第四章「地に足がついていないのが落ち着かないだけよ!」

#17

 バリバリバリバリバリ


「うおおおお! ヘリコプター乗ったの、初めてだぜ!」

「私は、空飛ぶ乗り物が、初めて……」

「僕も、1回飛行機に乗ったことがあるだけだなあ」


 日本の領海にギリギリ入らないところに留まっている空母に向けて、私たちを乗せたAHCの軍用ヘリが海の上を飛行していく。ヒューム侵攻時に『フェザーズ』を乗せた軍用ヘリと同じくらいの大きさだけど……あれ、もしかして奪取して流用? ペンキ塗り直し? うわー、せこーい。あははは。


「おい、御子神、さっきから静かだな? っていうか、乗ってからずっとだな?」

「……別に、いいじゃない」

「ははーん、さてはお前、高いところが苦手だな?」

「ち、違うわよ! 地に足がついていないのが落ち着かないだけよ!」

「地って、ヘリの床も地じゃねえのか?」

「その床から下が何もないじゃないのよ! 窓から丸見えだから!」


 白状しよう。私は、飛行機の類が苦手だ。ジェット機はもちろん、こうして浮きながら飛んでいく乗り物は特に! こればかりは、何度乗ってもキツい……。

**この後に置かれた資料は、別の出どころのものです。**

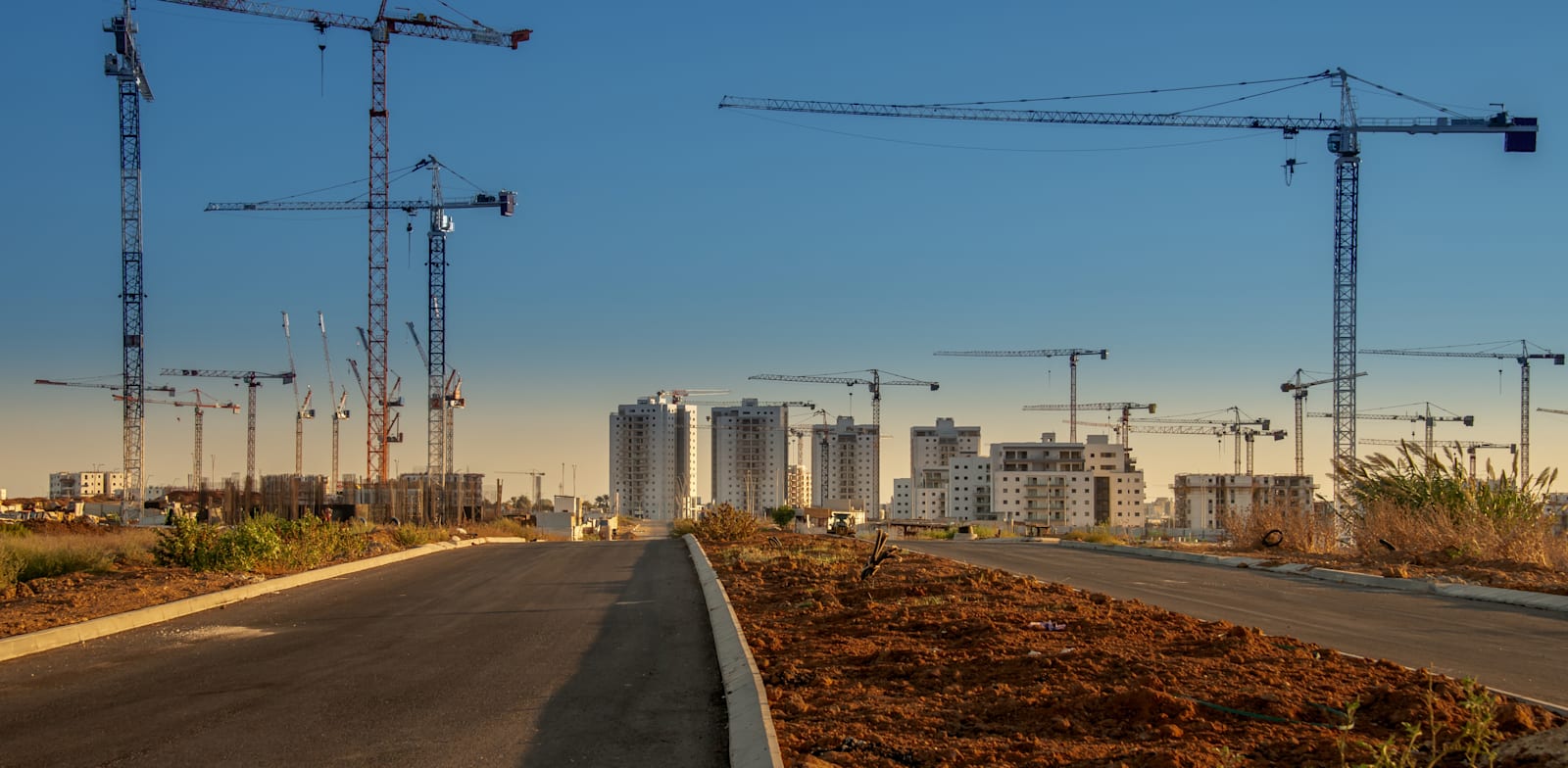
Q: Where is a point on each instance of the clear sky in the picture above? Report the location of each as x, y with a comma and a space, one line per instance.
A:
663, 243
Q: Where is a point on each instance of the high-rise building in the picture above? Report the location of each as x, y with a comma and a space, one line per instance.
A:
1066, 485
83, 485
969, 488
932, 449
844, 464
653, 458
750, 455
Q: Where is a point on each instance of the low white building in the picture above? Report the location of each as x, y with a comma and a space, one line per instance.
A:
844, 464
82, 485
1201, 502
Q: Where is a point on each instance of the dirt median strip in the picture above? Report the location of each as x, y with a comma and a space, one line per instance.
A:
44, 640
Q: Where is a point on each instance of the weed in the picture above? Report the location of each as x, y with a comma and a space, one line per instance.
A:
726, 524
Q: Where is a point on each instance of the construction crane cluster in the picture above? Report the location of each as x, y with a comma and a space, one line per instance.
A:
1345, 143
125, 67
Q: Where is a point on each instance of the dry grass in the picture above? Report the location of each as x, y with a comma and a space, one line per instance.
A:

「しかたがないよ、御子神さん。ここじゃダンクシュートも決められないよね」

「よくわからない慰めありがとう、井上くん」

「冗談で気を紛らせたかったんだけど、ダメだったかな……」

「井上、お前も少しテンパってねえか?」


 うん、まあ、でも、あと少しだよね、あと少し。でも……ああっ、ハルトのライブ映像観て落ち着きたい! なんか知らないけど、ヘリコプターの中ではスマホ使っちゃダメとか言うんだもん!


「そんなんで、『フェザーズ』を飛ばす・・・なんてできるのかよ? ……おっ、空母が見えてきたぜ!」

「えっ、ホント!?」


 そうして見えてきた、巨大空母。通常であれば戦闘機がたくさん乗っているのだが、それらは最小限に留められている。その代わりにあるのは、運搬用のヘリコプターに、仮設住宅のように作られた高い建物がいくつか。その建物の中に、しばらく生活できるだけの施設と各種研究設備、そして……接収された『フェザーズ』が数体、格納されているはずである。



「……うえっぷ」

「ヘリで私をバカにした成瀬くんが、空母の上でヘロヘロとか」

「いや、この微妙に揺れてるんだか揺れてないんだかの感じが……うええ」

「空母で船酔いするって聞いたことないけどねえ」


 すぐに慣れるはずってのは聞いたことあるけど。いずれにしても、慣れてくれないと、フェザーズの飛行テストどころの話ではない。これから何日もここで暮らしていかなきゃならないんだから。


「成瀬くん、大丈夫……?」

「ああ……あー、さすってもらったら、ちょっと落ち着いた」

「おー! 衛星回線経由でも結構なめらかだよ、『ハルト』のライブ中継!」

「うがあああ、近くで踊るなああ!」


 いや、回線確保は重要なのだよ、私にとっては。でも、衛星回線だとアクセスログが参照されやすいよねえ。実態は極秘任務中だからなおさらだ。ヒューム圏内はもちろん、今からハルトと直接チャットをするのは避けておこう。作戦上必要になったら、ハルトの中の人と旧知の仲ってことで納得している森坂さんの端末を使わせてもらおう。寂しいけど、それ以外はライブ映像だけで我慢しよう! 不在分の素材撮り溜めとか大変だったし!


「おー、やっと来たか―」

「ミーアさん、御無沙汰してます。森坂さんは?」

「ああ、秘匿回線でAHC上層部と会議中だ。それよりも……あいつら、なんとかならんのか?」

「あはは……」


 だだだだだっ


「おおおお! 『フェザーズ』本体がこんなに! しかも、4台はカッコよくカラーリング・・・・・・までしていて!」

「武藤さん、森坂さんから注意を受けていませんか? あまり無茶な撮影はしないようにって」

「撮影しているだけっすよ! あ、ここでリポート入れるっす! あー、んん。『今、私たちは、フェザーズ解析のための施設を設置した空母におります! この空母は、現在……』」


 あ、カメラの前では言葉遣い違うんだ。まあ、当然か。


「『……そして! これらのフェザーズを解析するために搭乗するのが、この4人の日本人高校生たちです!』」

「ふあっ!?」

「ちょっと武藤さん、予告なしに振らないで下さいよ!」

「あー、ごめんっす。後で撮り直しさせて下さいっす」

「うっし、それまでに船酔い治すぞ!」


 治るといいねえ。期待しないけど。